On the other hand, many researchers work in schools and do not have relevant resources. There are a lot of systematic projects here. Not only can we do it, but we have also explored it in detail and found some models that can take into account stability, expressiveness and computational complexity. But is this the best we can do? May still need to continue to explore.

Q: Are there any milestone moments in the entire research process?

A: The basic effect was released last year. Since then, we have iterated a lot using real cases. The work includes: finding real cases, various Post Training, and solving implementation problems (such as various stability, first packet delay, number of concurrencies, amount of computation, etc.) in this scenario. Compared with then, the effect now has improved a lot.

Where has the large speech generation model gone?

Q: Looking back now, what is the value of the entire study?

A: From the perspective of the value of Seed-TTS itself, voice is not entirely a tool, but the most direct form of human interaction. For example, from silent movies to talkies, a small change is a huge leap in the industry. The emotional connection between people relies more on voice. For example, when a child calls daddy, the emotional connection it gives you is completely different from reading text.

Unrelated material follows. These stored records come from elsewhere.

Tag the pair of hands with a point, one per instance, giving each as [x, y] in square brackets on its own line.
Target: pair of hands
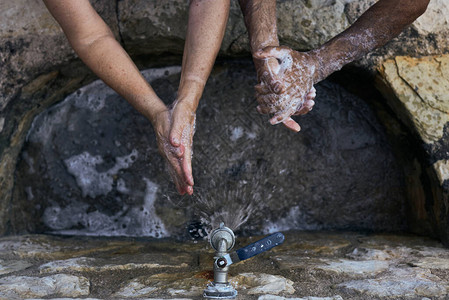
[175, 128]
[285, 87]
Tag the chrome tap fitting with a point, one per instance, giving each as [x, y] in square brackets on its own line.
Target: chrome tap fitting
[222, 240]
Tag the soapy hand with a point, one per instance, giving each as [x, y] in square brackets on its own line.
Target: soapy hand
[174, 131]
[285, 88]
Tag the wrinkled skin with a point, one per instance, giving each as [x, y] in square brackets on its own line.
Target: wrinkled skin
[177, 154]
[285, 84]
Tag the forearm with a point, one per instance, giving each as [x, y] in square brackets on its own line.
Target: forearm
[95, 44]
[107, 59]
[260, 21]
[205, 31]
[379, 24]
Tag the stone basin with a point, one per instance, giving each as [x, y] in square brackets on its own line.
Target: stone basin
[309, 265]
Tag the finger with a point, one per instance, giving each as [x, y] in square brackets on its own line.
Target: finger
[174, 170]
[266, 109]
[261, 89]
[189, 190]
[187, 166]
[262, 110]
[292, 125]
[268, 99]
[305, 108]
[311, 94]
[271, 76]
[268, 52]
[178, 151]
[282, 116]
[176, 130]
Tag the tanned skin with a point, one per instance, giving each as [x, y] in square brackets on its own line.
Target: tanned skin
[95, 44]
[286, 77]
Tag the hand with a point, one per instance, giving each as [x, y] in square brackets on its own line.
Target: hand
[174, 155]
[286, 84]
[182, 129]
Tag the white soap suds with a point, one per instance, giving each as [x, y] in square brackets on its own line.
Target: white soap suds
[237, 132]
[91, 182]
[296, 219]
[152, 74]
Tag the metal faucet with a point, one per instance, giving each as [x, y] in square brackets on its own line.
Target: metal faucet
[222, 240]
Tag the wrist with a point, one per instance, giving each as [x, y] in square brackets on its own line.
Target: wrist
[325, 63]
[190, 92]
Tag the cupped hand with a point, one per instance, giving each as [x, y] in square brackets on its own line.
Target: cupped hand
[177, 155]
[182, 129]
[285, 88]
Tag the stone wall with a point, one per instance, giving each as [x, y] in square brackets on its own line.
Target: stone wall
[38, 68]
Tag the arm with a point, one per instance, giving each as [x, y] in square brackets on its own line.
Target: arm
[382, 22]
[205, 31]
[95, 44]
[260, 21]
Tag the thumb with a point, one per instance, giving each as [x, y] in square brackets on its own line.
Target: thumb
[176, 130]
[268, 52]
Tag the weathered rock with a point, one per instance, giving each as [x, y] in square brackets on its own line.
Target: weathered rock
[84, 264]
[43, 247]
[420, 93]
[257, 284]
[417, 90]
[354, 268]
[114, 272]
[409, 282]
[92, 165]
[13, 266]
[20, 287]
[34, 54]
[273, 297]
[432, 263]
[174, 284]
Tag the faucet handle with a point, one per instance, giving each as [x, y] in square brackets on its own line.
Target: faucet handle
[260, 246]
[251, 250]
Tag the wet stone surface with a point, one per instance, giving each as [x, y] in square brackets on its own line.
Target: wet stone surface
[308, 266]
[91, 166]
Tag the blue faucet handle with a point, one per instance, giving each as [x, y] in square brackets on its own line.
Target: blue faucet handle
[260, 246]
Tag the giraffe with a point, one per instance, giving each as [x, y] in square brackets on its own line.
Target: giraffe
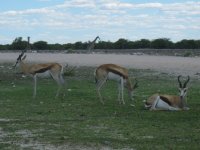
[28, 46]
[92, 44]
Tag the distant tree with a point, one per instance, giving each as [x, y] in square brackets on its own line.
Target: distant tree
[79, 45]
[56, 46]
[104, 45]
[18, 44]
[197, 43]
[186, 44]
[161, 43]
[40, 45]
[121, 44]
[3, 47]
[143, 43]
[68, 46]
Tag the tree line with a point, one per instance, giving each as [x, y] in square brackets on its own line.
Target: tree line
[161, 43]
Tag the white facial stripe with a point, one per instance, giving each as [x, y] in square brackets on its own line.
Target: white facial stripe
[183, 91]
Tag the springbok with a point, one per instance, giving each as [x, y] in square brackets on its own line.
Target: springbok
[114, 72]
[55, 70]
[169, 102]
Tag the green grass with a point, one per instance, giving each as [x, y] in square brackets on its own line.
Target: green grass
[80, 118]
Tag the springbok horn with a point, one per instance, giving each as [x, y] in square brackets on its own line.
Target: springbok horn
[136, 84]
[184, 86]
[180, 84]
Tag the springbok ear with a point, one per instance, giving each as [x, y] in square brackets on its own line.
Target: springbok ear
[24, 57]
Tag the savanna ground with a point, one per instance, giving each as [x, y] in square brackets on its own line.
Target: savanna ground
[80, 121]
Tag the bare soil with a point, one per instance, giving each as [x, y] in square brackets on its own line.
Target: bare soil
[167, 64]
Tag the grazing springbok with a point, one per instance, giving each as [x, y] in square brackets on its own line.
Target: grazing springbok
[114, 72]
[55, 70]
[169, 102]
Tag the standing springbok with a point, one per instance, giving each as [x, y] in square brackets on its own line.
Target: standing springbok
[114, 72]
[55, 70]
[169, 102]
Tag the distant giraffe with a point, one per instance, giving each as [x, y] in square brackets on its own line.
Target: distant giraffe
[92, 44]
[28, 46]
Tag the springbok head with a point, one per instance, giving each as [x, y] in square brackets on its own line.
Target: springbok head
[182, 87]
[131, 87]
[182, 92]
[20, 58]
[98, 38]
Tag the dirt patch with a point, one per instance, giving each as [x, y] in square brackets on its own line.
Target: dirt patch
[167, 64]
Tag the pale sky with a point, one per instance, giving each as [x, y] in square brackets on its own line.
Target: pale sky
[69, 21]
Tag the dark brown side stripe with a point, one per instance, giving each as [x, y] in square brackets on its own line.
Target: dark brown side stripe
[43, 69]
[117, 72]
[166, 100]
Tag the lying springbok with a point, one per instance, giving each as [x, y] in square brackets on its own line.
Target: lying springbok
[114, 72]
[169, 102]
[55, 70]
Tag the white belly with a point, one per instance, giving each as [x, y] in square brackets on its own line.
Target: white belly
[113, 76]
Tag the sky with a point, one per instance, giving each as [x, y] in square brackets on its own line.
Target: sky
[69, 21]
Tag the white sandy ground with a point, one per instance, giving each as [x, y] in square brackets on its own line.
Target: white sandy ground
[167, 64]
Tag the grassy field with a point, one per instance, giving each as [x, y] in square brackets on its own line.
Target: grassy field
[80, 121]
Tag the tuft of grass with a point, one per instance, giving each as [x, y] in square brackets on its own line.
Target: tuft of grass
[80, 119]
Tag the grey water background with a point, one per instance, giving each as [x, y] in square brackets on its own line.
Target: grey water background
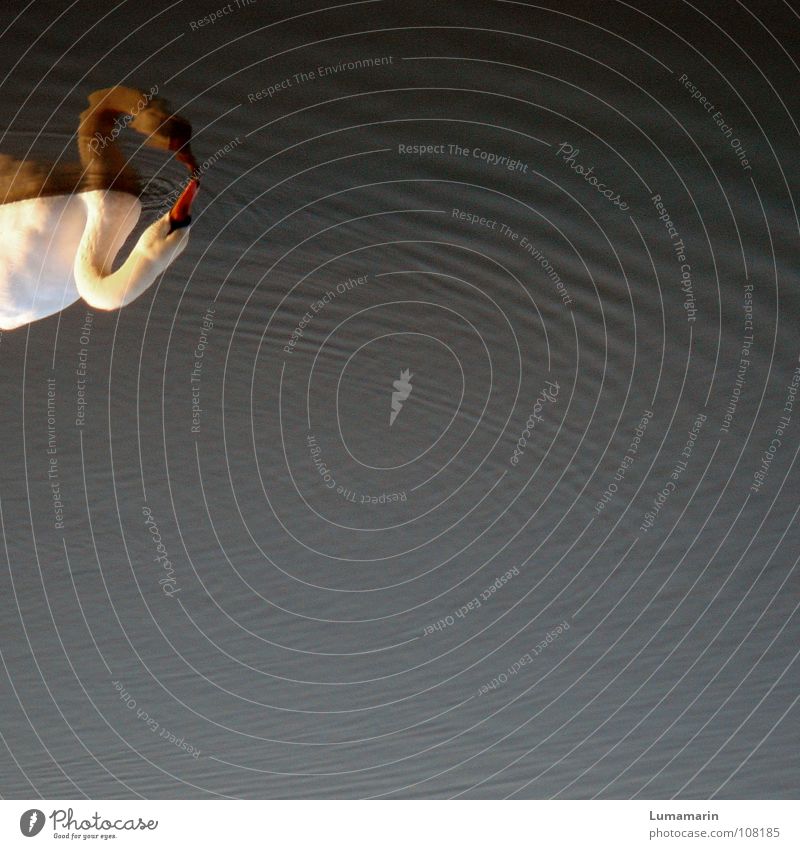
[353, 609]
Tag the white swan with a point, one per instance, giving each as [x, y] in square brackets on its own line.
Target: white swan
[61, 228]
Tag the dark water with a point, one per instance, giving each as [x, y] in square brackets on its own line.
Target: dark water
[349, 608]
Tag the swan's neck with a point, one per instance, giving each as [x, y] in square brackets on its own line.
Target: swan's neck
[110, 218]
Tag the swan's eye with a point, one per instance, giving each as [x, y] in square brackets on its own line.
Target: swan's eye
[177, 224]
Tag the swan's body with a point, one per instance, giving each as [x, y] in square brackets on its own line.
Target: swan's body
[57, 248]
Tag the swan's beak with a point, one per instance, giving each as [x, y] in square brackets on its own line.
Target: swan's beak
[180, 214]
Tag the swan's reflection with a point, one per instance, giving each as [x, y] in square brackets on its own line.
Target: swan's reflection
[63, 226]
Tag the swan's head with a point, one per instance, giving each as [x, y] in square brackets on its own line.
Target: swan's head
[165, 130]
[163, 241]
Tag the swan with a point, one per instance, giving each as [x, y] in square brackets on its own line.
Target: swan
[61, 227]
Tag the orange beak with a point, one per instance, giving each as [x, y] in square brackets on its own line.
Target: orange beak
[180, 214]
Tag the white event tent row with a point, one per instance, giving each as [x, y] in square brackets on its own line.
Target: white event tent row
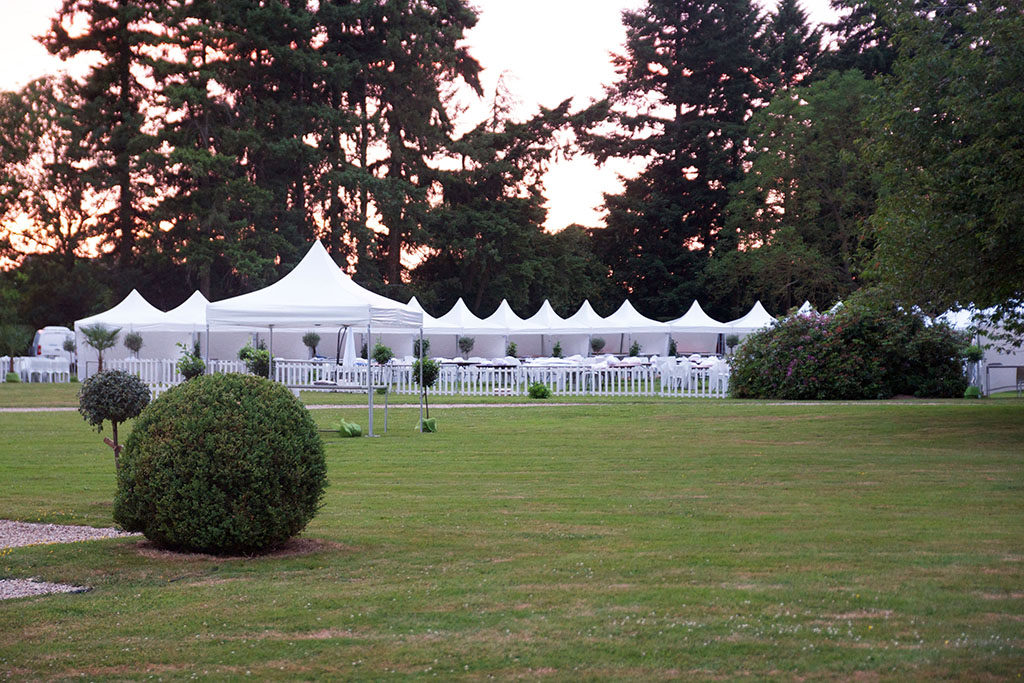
[317, 296]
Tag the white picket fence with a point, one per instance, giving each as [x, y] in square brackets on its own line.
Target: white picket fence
[465, 380]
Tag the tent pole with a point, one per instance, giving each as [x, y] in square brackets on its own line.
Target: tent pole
[370, 378]
[270, 365]
[422, 360]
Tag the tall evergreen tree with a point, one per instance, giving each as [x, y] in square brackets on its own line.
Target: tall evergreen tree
[39, 177]
[119, 34]
[483, 240]
[801, 211]
[792, 44]
[238, 77]
[692, 73]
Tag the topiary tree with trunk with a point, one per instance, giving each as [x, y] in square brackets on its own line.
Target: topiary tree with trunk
[100, 338]
[113, 395]
[133, 342]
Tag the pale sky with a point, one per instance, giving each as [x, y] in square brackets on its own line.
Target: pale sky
[549, 50]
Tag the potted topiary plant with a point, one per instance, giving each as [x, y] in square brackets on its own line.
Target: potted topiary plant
[100, 338]
[190, 364]
[311, 340]
[114, 395]
[257, 358]
[425, 374]
[731, 341]
[417, 351]
[382, 353]
[133, 342]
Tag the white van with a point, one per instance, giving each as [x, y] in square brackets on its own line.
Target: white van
[49, 342]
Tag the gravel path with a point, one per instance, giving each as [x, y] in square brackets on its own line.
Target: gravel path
[13, 535]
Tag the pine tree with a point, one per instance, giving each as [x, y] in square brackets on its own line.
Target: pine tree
[483, 240]
[692, 73]
[114, 100]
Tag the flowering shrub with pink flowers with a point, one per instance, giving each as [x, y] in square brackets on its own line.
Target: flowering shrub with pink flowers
[856, 353]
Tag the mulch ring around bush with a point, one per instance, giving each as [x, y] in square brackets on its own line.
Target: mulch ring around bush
[295, 547]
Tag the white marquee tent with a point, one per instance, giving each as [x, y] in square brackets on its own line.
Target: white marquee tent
[756, 318]
[315, 293]
[133, 313]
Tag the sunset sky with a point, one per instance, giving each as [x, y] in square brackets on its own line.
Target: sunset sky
[549, 50]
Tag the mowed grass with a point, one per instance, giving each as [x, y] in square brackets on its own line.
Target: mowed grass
[659, 541]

If we want to move towards true AI, the naturalness of speech is a key component. In the past, the machines we imagined were all machine voices, such as Moss in "The Wandering Earth". If AI can really be like your assistant and partner, the emotional connection brought by voice is essential. Jarvis in "Iron Man" is remembered by many people because he was voiced by a real person.

In addition, in terms of applications, there are many scenarios for voice application, such as novels and e-books, character design, video translation, virtual characters, broadcasting, and actor expressions, all of which have their uses, including stuttering and inability to pronounce sounds. of people can still express themselves with the help of voice technology. As long as the voice scenario is not purely information media, there is room for application. This is also our motivation to make the base model good.

Q: Scaling law has been regarded as "faith" by some practitioners. For speech generation models, what is the result after we scale the data and model?

A: Even at a very large scale, we can always see benefits as we continue to scale up. In general, by increasing the magnitude of Scale, we are pleasantly surprised to see that the model continues to acquire new capabilities.

Q: According to your observations, where is this limit?

A: At present, we can still see benefits every time, and we definitely need to continue to explore. However, we have proven that with correct model design, we can break the traditional thinking of TTS. In the past, we relied on a small amount of high-quality data, but now we continue to increase the magnitude and can achieve higher benefits.

Q: What enlightenment does GPT4-o have for us?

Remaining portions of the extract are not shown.